Logo

3. Hukuk Dairesi2022/8568 E. 2023/797 K.

Yapay Zeka Özeti

Uyuşmazlık: Devre mülk hakkından kaynaklanan aidat alacağının tahsili için başlatılan icra takibine yapılan itirazın iptali talebi.

Gerekçe ve Sonuç: Davalının, intifa senedine dayalı hisse sahibi olduğu bağımsız bölümlerin üçüncü kişilere devredildiği iddiasını ispatlayamaması, bu bölümlerin diğer bağımsız bölümlerle birleştirilerek kullanıldığı ve davalının da ortak giderlere dair hizmetlerden yararlandığının tespit edilmesi, yerleşik Yargıtay içtihatları da gözetilerek, yerel mahkeme kararının onanmasına karar verilmiştir.

Karar Metni

"İçtihat Metni"

MAHKEMESİ :Tüketici Mahkemesi

SAYISI : 2021/552 E., 2022/104 K.

KARAR : Davanın kısmen kabulü

Taraflar arasındaki itirazın iptali davasından dolayı yapılan yargılama sonunda, Mahkemece davanın kısmen kabulüne karar verilmiştir.

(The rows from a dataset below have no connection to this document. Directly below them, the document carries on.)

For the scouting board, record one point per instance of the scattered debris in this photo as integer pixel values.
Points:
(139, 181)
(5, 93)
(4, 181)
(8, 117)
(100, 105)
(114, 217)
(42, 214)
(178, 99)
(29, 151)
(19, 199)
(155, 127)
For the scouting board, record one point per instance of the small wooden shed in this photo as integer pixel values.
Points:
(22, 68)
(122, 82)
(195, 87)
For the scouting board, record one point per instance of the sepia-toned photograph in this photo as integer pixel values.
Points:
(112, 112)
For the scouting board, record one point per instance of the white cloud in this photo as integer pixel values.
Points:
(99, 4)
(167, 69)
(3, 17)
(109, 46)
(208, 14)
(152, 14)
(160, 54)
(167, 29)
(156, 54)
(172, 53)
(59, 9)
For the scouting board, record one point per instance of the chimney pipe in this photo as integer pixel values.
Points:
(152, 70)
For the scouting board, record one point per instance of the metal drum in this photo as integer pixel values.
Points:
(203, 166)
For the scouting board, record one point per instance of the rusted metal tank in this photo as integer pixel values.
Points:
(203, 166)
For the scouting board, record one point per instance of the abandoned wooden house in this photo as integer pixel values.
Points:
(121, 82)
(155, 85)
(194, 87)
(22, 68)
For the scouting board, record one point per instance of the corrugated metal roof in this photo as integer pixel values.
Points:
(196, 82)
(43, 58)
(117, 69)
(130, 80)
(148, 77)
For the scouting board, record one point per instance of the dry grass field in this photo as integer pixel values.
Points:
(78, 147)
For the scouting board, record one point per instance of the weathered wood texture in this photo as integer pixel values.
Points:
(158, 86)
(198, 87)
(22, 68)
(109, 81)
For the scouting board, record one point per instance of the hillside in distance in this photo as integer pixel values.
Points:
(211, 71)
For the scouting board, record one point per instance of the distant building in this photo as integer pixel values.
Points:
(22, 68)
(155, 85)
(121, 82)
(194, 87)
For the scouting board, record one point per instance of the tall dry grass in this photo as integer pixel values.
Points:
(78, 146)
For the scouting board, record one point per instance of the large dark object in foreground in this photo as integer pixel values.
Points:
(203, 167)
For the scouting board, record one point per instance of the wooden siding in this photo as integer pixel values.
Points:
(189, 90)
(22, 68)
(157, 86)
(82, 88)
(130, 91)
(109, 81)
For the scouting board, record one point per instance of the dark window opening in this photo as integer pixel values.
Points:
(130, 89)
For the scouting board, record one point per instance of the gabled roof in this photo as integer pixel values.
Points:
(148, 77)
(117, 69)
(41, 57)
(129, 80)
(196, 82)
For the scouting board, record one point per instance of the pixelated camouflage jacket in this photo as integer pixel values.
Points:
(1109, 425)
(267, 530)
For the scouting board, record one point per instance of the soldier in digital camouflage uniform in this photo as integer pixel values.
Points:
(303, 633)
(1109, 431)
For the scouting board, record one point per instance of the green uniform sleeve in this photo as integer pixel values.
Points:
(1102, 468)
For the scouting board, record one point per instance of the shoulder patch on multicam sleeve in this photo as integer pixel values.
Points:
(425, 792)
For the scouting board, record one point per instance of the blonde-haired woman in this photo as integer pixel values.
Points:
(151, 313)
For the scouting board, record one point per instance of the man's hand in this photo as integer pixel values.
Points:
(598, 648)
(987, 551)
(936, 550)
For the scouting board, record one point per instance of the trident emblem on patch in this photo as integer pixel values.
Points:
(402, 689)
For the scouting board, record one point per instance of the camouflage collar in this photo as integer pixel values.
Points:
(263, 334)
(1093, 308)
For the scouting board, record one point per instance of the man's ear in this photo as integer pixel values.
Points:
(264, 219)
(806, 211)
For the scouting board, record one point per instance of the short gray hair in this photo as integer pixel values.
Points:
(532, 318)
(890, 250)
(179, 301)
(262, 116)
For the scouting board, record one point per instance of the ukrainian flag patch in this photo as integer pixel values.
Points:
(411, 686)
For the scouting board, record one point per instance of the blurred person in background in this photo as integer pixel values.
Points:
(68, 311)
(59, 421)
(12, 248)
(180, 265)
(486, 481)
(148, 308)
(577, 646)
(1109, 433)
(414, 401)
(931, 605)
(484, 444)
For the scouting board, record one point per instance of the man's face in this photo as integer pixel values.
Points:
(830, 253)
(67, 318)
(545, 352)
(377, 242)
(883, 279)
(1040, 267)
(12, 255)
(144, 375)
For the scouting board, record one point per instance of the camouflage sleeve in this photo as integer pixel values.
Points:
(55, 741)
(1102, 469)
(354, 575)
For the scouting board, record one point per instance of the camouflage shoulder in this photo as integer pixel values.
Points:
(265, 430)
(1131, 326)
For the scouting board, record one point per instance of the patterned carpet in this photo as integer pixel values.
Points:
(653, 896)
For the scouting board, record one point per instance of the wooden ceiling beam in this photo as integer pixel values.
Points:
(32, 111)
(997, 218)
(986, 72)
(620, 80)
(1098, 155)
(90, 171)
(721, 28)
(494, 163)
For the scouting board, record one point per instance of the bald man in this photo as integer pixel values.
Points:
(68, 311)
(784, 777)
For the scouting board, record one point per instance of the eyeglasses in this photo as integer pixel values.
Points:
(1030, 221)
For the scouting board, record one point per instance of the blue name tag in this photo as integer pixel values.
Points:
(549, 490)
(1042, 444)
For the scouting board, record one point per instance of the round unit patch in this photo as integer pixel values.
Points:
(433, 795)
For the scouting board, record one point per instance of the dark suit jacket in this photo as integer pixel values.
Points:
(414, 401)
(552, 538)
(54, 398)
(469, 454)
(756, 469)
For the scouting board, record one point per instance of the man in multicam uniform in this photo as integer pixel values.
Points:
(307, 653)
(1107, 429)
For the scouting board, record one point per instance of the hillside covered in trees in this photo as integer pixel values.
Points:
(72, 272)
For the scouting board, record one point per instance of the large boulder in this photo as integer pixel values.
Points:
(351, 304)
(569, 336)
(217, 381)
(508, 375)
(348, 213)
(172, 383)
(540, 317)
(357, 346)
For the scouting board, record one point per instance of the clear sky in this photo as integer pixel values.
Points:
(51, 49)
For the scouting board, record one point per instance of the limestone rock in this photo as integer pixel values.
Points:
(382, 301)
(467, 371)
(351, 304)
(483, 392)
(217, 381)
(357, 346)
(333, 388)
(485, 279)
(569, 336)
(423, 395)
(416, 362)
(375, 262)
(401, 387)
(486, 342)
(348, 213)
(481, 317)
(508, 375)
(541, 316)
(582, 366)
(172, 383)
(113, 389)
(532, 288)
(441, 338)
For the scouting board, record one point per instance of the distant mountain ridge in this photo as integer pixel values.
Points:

Mahkeme kararı davalı vekili tarafından temyiz edilmekle; kesinlik, süre, temyiz şartı ve diğer usul eksiklikleri yönünden yapılan ön inceleme sonucunda, temyiz dilekçesinin kabulüne karar verildikten ve Tetkik Hâkimi tarafından hazırlanan rapor dinlendikten sonra dosyadaki belgeler incelenip gereği düşünüldü:

I. DAVA

Davacı vekili; ...'ta bulunan ... tesislerindeki (B-ll), (B -14), (D-83), (D-84) numaralı 4 adet ünitenin kullanım hakkının 99 yıllığına davalıya devredildiğini, taraflar arasındaki sözleşmeye göre davalının her yıl belirli bir aidat ödemek zorunda olduğunu, 2004 yılına kadar aidat adı ile ödeme yaptığını, sonrasında ise devre tatili kullananların bu aidatlarını ödedikleri halde davalının da içinde bulunduğu üç kişinin bu aidatları ödememekte ısrar ettiğini, bunun üzerine davalı hakkında ... 13. İcra Müdürlüğünün 2008/15366 E. sayılı dosyası ile 2005, 2006, 2007 ve 2008 yıllarına ait dört yıllık aidat alacağı olan 37.120 TL için takip yapıldığını, davalının takibe itiraz ettiğini ve takibin durduğunu belirterek davalı borçlunun itirazının iptaline ve lehine % 40 oranında tazminata hükmedilmesine karar verilmesini talep etmiştir.

II. CEVAP

Davalı vekili; hizmet verilmediği halde aidatın talep edildiğini, aidat istenmesinin hakkaniyete aykırı olduğunu, davacı şirketin vermediği hizmet için aidat almasının sebepsiz zenginleşmeye neden olduğunu,

ortak yerlere ilişkin harcama yapıldığı konusunda masraf belgesi sunulmadığını savunarak davanın reddini istemiştir.

III. MAHKEME KARARI

Mahkemenin 14.07.2016 tarihli ve 2010/213 E., 2016/520 K. sayılı kararıyla, davanın kısmen kabulü ile ... 13. İcra Müdürlüğünün 2008/15366 E. sayılı dosyasında davalının alacağın 16.348,24 TL'sine yaptığı itirazın iptali ile kabul edilen miktar üzerinden %40 icra inkar tazminatına karar verilmiştir.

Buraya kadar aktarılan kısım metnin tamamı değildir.